The few people who make the long and arduous journey to Alaska usually come between May and September, when the weather is mild and the snow has all but disappeared save for the ice-bound mountains and the 100,000 or so glaciers that carve up this most spectacularly pristine corner of the United States.
I was here for a reason, but it wasn't a chore. It was the baptism of my godson, Stephen, who was born in Argentina but whose American parents, Bill and Michelle Scannell, decided to bring him up in the Last Frontier.
The word "Alaska" carries a lot of stereotypical baggage, so what is truth and what is myth?

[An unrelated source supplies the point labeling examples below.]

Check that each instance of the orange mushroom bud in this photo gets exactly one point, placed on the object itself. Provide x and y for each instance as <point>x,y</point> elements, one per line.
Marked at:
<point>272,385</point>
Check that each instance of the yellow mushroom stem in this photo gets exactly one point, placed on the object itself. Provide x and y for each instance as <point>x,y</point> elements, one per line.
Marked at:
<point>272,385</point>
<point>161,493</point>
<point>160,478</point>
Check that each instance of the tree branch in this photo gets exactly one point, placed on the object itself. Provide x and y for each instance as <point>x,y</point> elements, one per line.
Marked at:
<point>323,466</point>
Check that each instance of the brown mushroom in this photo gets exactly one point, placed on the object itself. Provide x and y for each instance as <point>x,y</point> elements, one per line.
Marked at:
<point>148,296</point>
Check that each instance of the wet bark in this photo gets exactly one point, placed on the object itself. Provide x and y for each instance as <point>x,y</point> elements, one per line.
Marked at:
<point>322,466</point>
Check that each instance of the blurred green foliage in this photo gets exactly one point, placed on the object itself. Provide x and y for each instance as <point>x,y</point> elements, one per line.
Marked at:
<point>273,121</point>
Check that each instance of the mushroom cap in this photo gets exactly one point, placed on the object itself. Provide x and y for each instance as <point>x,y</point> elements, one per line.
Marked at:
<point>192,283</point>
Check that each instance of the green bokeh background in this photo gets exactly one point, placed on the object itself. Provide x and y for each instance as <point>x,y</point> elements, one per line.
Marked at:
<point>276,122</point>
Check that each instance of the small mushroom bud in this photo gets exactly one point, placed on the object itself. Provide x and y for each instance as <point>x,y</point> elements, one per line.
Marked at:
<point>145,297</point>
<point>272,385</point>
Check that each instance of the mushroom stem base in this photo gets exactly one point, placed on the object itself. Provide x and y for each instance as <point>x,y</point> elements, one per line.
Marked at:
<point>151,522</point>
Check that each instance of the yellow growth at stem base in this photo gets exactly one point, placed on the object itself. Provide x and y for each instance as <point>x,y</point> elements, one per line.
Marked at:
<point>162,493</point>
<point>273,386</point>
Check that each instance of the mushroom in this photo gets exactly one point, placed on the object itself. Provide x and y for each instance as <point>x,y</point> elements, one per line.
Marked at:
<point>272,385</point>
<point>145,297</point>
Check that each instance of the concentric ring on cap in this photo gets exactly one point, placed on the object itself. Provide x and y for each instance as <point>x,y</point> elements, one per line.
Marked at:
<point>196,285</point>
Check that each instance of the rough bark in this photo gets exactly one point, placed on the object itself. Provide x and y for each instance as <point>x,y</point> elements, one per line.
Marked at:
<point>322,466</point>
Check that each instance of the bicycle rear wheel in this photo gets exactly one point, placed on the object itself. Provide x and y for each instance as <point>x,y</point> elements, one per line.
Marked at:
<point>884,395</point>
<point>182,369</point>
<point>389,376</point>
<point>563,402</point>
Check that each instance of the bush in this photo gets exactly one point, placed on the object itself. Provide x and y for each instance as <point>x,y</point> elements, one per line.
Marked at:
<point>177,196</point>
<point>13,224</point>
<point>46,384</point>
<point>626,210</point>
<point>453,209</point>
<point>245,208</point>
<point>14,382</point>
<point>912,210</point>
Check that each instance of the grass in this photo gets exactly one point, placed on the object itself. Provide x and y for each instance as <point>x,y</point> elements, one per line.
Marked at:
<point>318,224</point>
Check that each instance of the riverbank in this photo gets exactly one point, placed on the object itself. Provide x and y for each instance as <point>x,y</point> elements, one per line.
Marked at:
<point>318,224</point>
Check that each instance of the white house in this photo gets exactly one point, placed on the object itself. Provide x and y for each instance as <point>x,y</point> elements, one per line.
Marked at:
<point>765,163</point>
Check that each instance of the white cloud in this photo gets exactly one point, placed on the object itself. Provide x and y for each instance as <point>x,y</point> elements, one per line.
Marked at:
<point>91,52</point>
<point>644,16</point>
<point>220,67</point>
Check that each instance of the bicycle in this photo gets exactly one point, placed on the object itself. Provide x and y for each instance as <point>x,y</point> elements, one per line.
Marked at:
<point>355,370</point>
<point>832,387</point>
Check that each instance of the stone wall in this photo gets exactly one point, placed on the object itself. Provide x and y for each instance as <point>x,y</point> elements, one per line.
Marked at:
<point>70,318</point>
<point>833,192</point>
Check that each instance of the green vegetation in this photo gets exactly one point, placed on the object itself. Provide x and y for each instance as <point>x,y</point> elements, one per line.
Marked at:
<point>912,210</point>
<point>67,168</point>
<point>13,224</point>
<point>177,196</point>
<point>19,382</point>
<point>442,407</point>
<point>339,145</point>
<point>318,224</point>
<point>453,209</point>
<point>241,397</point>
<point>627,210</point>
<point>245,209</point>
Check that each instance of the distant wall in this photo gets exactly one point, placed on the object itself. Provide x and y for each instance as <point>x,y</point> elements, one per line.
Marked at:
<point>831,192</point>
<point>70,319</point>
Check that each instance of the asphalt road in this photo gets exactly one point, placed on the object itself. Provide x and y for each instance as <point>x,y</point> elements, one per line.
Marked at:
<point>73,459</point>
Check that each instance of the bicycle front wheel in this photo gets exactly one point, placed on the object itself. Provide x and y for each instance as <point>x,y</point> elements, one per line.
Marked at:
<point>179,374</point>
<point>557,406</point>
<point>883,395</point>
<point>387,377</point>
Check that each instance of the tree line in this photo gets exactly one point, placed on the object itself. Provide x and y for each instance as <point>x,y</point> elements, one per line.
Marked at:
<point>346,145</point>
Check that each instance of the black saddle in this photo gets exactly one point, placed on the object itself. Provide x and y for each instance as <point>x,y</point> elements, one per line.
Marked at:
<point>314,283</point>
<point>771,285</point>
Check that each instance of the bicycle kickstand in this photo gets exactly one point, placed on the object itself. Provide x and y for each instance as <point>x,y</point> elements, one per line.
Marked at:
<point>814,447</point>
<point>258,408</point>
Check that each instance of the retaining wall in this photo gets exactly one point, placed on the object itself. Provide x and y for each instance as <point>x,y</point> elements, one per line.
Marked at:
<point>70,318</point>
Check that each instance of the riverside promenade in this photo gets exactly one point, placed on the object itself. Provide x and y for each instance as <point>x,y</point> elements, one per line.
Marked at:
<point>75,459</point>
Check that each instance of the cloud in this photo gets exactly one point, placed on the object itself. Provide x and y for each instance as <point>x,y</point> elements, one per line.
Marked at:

First, yes, in the winter it is unrelentingly, unimaginably cold. The sun can be shining (as it did for me for five days in February) but the temperature is still –30oC. I discovered this on my first morning when I strolled across the parking lot of the Dimond Center Hotel, on the edge of town, to buy provisions. I hadn't got 200m before I had to return to fetch my fleecy hat, the one in which I looked ridiculous, but the one that would stop my ears falling off.
Second, it is also undeniable that Alaska, tucked up between northern Canada and western Siberia and twice the size of Texas and more than six times larger than Britain, is a place apart from the rest of the US. The people are fiercely independent and many only reluctantly identify with the rest of the US, which they refer to as "the Lower 48" — but they respect anyone who has made the effort to visit and outsiders are warmly welcomed.
But the image of the state as inhospitable and impenetrable is not wholly accurate. In summer, the countryside opens up for walking, canoeing, mountaineering and salmon fishing. And, believe it or not, in the interior temperatures can reach 25oC. Transport can be difficult — there is just one railway line, from the port of Seward to Fairbanks in the heart of the interior, and only a couple of major highways outside populated areas -- but there are ferries and plenty of reasonably priced short-hop flights.
My visit coincided with the annual fur "rondy" (rendezvous), which commemorates the days when fur trappers used to come into Anchorage to sell their wares, get drunk, blow their cash and then return to the wilderness. Today, it is marked by a carnival, dog-sled races, ice sculpture and generally more genteel pursuits.
You can still buy furs if you want to. A wolverine pelt will set you back US$525, a lynx US$295. Hats of beaver will fetch US$215, blue fox US$225. Only your conscience can be your guide. John Sarvis, a 59-year- old former trapper and fur salesman, claims that only "excess animals" — those that would die anyway due to natural selection or a lack of food — are "harvested."